@RickiTarr With guarantee of a working mind and a pain free, usable body, I could see living for a long time. I don't think I could actually maintain sanity for more than four or five hundred years even in the best of circumstances, though.
@RickiTarr Me, a 23 year old dandy, calling on an old friend to return the book I finally got around to finishing only to discover their bloodline went out 160 years ago
@RickiTarr If it would be like Verna in #TheFalloftheHouseofUsher where you could supernaturally manipulate the lives of bad people & see to their comeuppance, that would be satisfying.

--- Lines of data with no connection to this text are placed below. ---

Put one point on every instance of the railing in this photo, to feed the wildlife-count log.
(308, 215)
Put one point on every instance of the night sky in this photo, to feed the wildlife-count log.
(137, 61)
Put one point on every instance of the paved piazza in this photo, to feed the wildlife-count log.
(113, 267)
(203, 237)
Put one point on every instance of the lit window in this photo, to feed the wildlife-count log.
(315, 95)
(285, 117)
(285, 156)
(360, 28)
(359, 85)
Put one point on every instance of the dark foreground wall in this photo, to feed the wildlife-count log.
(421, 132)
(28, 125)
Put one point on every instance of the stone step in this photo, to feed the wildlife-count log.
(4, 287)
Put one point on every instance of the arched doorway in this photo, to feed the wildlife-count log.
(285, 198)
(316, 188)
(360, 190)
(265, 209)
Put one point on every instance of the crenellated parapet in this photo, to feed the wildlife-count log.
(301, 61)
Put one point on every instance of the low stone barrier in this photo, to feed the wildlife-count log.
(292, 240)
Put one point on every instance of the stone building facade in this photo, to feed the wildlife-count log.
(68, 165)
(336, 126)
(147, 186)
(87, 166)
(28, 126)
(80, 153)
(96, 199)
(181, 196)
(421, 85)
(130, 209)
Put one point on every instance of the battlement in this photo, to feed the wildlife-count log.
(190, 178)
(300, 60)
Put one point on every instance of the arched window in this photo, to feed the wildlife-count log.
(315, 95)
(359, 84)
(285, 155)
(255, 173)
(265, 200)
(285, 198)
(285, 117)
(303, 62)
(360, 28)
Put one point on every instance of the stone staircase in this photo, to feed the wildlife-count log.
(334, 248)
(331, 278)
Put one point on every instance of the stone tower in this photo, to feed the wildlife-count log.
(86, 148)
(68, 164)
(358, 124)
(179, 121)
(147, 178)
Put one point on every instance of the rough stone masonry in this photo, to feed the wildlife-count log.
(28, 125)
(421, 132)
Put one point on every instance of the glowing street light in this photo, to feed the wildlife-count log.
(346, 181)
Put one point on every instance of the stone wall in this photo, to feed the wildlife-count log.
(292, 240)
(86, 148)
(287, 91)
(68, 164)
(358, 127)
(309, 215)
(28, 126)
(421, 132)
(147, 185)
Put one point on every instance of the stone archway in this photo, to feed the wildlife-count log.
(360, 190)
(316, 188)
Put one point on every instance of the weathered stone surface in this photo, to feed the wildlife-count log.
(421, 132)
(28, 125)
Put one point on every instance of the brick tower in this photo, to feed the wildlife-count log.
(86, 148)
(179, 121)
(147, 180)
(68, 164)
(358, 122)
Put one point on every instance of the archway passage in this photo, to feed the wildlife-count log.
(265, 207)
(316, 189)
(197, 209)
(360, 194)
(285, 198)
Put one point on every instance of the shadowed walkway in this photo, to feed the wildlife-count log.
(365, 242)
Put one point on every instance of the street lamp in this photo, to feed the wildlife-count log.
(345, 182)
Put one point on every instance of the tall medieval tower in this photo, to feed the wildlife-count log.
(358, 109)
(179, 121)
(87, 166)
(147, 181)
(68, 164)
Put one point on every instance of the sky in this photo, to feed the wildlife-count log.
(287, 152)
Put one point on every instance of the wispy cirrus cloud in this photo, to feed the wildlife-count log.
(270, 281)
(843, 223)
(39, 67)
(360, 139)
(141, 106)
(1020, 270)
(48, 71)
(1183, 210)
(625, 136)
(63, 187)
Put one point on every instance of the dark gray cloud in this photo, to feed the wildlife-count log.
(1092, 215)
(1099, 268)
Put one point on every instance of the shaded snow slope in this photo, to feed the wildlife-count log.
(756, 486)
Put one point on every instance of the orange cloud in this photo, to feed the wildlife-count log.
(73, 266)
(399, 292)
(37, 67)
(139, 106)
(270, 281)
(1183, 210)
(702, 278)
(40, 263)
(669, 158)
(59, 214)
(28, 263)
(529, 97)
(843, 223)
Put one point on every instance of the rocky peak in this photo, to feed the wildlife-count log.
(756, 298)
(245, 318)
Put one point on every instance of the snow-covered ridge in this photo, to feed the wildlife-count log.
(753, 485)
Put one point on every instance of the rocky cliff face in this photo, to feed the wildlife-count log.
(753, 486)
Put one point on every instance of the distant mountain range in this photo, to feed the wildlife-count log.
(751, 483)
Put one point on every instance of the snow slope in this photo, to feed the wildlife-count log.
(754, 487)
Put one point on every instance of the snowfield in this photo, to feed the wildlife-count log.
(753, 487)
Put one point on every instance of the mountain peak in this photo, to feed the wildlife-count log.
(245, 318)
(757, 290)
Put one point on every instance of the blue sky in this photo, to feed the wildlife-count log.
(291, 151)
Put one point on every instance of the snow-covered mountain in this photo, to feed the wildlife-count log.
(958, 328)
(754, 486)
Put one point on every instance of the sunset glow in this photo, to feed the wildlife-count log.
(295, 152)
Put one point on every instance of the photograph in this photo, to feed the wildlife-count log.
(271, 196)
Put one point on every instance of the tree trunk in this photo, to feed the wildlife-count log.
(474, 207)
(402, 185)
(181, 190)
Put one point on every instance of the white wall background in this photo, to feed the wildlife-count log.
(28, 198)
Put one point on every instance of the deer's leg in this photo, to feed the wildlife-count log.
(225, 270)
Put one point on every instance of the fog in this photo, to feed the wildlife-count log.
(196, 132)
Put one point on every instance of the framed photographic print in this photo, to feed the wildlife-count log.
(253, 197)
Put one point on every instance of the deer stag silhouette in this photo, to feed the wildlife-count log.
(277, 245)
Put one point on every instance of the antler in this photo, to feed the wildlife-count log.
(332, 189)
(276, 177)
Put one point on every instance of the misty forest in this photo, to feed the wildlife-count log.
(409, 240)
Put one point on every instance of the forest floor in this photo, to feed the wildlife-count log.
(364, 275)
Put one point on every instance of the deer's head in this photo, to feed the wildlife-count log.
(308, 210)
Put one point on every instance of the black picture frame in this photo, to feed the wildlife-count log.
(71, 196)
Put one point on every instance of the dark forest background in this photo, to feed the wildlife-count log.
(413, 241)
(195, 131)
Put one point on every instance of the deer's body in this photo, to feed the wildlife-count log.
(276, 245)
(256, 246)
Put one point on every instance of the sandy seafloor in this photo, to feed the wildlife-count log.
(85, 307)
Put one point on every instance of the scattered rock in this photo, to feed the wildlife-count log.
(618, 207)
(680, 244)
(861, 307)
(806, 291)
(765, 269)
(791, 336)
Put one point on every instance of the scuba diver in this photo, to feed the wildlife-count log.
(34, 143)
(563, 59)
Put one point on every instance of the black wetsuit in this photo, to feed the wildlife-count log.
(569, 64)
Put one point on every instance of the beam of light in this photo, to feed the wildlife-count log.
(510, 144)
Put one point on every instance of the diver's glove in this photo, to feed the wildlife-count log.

I spent so long battling depression that, now that I've won that battle, I'm really good at fighting the urge to die.
Do I want to live forever? Of course. I spent so long going, "one day, you're going to feel good and if you die now, you're going to be kicking yourself later."
So yeah. My plan is to not die, cuz I don't want future-me to kick my butt.

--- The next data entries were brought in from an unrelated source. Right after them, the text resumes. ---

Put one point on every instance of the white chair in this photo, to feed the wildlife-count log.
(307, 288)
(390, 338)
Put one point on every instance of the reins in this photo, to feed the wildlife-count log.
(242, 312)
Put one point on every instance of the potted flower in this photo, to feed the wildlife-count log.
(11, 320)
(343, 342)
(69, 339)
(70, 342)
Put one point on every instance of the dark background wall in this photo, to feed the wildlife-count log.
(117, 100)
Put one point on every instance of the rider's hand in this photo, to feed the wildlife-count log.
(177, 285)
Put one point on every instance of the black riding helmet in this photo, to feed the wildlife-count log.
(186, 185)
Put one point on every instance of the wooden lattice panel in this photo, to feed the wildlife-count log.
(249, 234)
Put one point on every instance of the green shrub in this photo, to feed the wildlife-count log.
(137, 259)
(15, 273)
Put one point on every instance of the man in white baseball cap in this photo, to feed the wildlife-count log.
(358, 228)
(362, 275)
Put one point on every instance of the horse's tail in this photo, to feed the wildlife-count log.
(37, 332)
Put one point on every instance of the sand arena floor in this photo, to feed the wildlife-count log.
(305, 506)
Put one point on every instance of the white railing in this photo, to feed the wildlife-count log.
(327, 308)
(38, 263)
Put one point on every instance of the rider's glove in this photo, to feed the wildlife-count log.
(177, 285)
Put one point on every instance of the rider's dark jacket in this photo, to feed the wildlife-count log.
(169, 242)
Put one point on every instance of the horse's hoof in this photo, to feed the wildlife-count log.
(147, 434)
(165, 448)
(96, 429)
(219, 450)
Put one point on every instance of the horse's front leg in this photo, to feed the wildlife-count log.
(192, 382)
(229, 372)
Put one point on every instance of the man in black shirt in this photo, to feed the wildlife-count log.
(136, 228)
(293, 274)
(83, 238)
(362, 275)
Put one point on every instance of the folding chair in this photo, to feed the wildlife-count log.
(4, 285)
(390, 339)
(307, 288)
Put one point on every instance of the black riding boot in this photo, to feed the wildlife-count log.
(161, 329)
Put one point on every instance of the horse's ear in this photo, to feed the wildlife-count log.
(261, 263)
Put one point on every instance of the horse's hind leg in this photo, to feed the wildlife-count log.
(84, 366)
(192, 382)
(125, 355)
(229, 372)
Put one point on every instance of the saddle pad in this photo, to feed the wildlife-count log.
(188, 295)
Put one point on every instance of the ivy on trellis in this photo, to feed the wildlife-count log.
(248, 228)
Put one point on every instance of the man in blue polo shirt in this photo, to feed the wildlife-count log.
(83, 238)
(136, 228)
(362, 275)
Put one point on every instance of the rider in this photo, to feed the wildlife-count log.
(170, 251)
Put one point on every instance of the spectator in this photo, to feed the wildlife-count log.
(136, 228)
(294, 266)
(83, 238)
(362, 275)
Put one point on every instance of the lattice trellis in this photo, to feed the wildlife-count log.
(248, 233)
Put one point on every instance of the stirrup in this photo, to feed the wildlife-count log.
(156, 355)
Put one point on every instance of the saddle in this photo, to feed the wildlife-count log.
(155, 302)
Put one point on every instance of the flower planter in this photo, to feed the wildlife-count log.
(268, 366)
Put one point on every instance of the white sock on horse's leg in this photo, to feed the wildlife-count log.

@RickiTarr No. I've lost a lot of people I've known while alive, and I just don't want to see the end of habitable life on Earth. When I'm done, I'm done!
@RickiTarr Nope. I want my consciousness to transcend the physical plane. As frightening as the unknown might be, all things die. Maybe I’ll be a tree on a beautiful lush planet; maybe my essence will evaporate into the cosmos. My only fear is I’ll be returned to this earth, this modern life. I’m tired of earthly concerns as it is, in 20 years I can only imagine, forget about 100, 200, 1000…
@RickiTarr I don't think we get a choice in the matter, to be honest. The concept of "infinity" is wild. If existence could truly last forever, infinitely, we would be repeated over and over again an infinite number of times as all permutations of existence reiterate, however unlikely.
I can't imagine a finite span of consciousness in a truly infinite universe. Maybe I would prefer that consciousness and the universe each have a definite end, I'm not sure.
"If it was possible to live forever, would you want to?"
I've been thinking about this, your, question and the conditional responses it has elicited, including my own. It struck me that a lot of yes answers were, along the lines of, "but only if...I had the body I chose, the health I chose, the political or climate conditions I would like..." which really is a no. But isn't this what life is, a tomorrow or a millenia about which we do not have absolute certainty; and yet few of us would easily choose to say no to tomorrow. Perhaps my thoughts have been informed by my work with persons whose average age is 80 (even as I am old, myself), who often mourn their physical selves, who struggle with finding a place in a technological world they are no longer part of, who face the loss of loved ones. This is aging. We cannot be afraid of tomorrow, of life, if we are curious and open hearted despite our fears, if we realize each day we have existed proves we already have the strength to have survived years of unknown tomorrows we now call yesterdays. Living takes courage. And each of us already embodies that courage.